You would have to keep Sebek on tight hold because he’s a gullible green bean. The freshman burns in embarrassment at every “handsome boy” or “strong guy” comment calling out for his attention. He won’t lie, his ego is inflated quite a bit but it’s still strange to hear someone other than you call him that. 
On the other hand, he’s not too sure how to feel when vendors of all ages were calling out to you the same way. You may be used to it but Sebek isn’t, especially if he’s not used to calling you beautiful or cute himself yet. 
But, he could take this as a challenge to improve himself. For every compliment they give, he’ll give you tenfold. This he swears!
To your luck, it seems that the market the two of you were visiting was hosting a mini concert as music and lights filled a well-known open space near the market. 
Visitors and locals young and old surrounded the space, either resting while eating their confections or grooving to the catchy tune of the music blasting through the speakers. 
Then, a particularly famous song began to play, and Sebek flinched as the crowd suddenly burst in excited cheers and laughter, you included. Many women and men jumped to their feet, with some confidently running to the center of the space. You jumped to your feet as they did, but you chose to stand close to your confused boyfriend. 
Sebek’s expression was a comedic masterpiece as he watched you and many others start this synchronized sequence of silly movement, identical to the minor beat. Those who didn’t join were still clapping in unison while joyously laughing. 
What sort of local ritual was this? 
The synchronous dance was short lived, and soon people were divided into those who resumed their previous activity or continued swaying to the melody. 

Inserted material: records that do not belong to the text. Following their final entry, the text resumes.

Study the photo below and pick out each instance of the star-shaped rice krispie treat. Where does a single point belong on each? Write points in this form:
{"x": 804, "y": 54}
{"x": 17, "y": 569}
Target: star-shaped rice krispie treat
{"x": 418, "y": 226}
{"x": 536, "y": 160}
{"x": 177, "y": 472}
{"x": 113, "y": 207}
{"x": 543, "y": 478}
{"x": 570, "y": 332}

You fell into the latter category, even reaching to Sebek hoping to persuade him to join you. 
Sebek was shocked and a little offended. He was a man of great honor and pride. He’d rather be caught dead than to devolve himself to this undignified manner of dance, if you could even call it so. No, he would never stoop so low, even if the string lights gave off this tempting glow around you, your soft hand still reaching out to him while you looked at him so lovingly… 
Well, the knight-in-training thought he could allow such exceptions once in a while, especially when you smiled so beautifully when he joined you on the dance floor. 
Don’t let Sebek know, but he became sort of a local online sensation as someone slyly took a video of him smiling so softly at you after putting on such a grumpy persona. 
Every reshare of this video was always paired with the caption, “Scary man turns into puppy for his lover”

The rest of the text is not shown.